Cell Phone Records and the Fourth Amendment

On February 12, 2010, the Third Circuit Court of Appeals heard oral argument on what is, surprisingly, an issue of first impression:  can the federal government subpoena a person’s cell phone records from its mobile phone provider without a showing of probable cause that the person has been engaged in illegal activity? 

 The Justice Department, not surprisingly, asserts that no showing of probable cause is necessary.  Its position is that an individual customer has no right of privacy in ordinary, normally kept business records of the phone companies.  Thus, federal agencies like the FBI and the Bureau of Alcohol, Tobacco and Firearms would not, in the DOJ’s view need to make a showing of probable cause and obtain a search warrant. 

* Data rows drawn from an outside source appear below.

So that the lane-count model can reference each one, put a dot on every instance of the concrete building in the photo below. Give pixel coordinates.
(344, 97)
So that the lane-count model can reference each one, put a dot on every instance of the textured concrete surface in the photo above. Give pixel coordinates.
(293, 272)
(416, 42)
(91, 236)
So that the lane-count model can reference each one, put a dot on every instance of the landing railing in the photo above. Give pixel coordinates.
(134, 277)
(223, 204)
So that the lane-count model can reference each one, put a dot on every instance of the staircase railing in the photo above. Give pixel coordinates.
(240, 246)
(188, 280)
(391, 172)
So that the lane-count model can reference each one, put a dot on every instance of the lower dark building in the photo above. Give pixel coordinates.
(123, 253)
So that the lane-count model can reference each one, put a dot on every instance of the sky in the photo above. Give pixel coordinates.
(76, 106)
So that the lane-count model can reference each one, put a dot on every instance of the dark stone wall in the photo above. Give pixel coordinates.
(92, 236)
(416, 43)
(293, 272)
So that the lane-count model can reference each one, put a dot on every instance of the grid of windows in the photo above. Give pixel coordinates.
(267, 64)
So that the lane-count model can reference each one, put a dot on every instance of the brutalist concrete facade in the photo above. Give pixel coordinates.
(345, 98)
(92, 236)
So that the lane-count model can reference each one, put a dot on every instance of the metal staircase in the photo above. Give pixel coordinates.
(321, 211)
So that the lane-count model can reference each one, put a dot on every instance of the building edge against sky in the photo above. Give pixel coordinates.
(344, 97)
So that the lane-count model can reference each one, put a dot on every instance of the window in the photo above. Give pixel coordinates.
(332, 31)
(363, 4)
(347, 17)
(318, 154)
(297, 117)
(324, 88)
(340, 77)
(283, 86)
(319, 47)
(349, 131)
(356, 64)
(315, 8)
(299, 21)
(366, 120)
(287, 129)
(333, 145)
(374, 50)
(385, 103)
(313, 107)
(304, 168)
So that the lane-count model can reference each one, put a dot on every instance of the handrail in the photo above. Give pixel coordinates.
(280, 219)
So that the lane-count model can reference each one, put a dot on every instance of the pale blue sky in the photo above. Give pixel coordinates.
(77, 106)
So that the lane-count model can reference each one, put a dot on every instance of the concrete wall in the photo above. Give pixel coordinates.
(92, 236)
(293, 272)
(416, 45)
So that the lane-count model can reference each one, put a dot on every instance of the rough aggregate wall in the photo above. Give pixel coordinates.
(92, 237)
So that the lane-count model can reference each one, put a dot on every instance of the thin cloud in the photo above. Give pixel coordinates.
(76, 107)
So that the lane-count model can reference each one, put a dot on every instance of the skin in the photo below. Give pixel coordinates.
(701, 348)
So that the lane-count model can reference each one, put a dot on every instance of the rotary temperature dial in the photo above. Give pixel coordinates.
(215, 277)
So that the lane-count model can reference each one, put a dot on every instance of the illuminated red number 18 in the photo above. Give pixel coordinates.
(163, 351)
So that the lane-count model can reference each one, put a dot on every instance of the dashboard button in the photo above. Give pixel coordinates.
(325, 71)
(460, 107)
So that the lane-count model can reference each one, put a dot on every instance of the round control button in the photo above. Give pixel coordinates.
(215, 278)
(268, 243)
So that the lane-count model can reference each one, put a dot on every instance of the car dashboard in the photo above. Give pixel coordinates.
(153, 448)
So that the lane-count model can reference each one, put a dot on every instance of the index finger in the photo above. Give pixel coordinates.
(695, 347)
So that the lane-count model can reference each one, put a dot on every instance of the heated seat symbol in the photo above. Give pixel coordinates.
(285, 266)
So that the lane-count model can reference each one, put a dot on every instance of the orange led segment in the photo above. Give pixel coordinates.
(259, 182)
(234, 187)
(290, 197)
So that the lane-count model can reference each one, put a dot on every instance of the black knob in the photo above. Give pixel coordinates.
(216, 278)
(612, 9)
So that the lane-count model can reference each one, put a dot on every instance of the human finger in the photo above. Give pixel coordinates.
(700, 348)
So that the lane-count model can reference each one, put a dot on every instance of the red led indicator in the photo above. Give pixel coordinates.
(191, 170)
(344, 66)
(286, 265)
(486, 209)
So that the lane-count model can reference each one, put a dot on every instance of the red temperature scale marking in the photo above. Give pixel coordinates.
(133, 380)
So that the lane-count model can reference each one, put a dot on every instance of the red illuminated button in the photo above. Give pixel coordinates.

 Opponents of that position argue, among other things, that an individual’s right of privacy can too easily be infringed by the federal government if no showing of probable cause is required.  For example (and note that it is impossible to tell a judge’s true position from questioning during arguments), one of the presiding judges at the hearing questioned whether it would not be possible for a government to monitor whether a person had not been at a “protest, or at a meeting or at a political meeting.”

The Third Circuit’s decision will be interesting and it seems a likely bet that it will not be the last word; this is the sort of issue where the losing side would seem likely to appeal or at least try to appeal the case to the Supreme Court.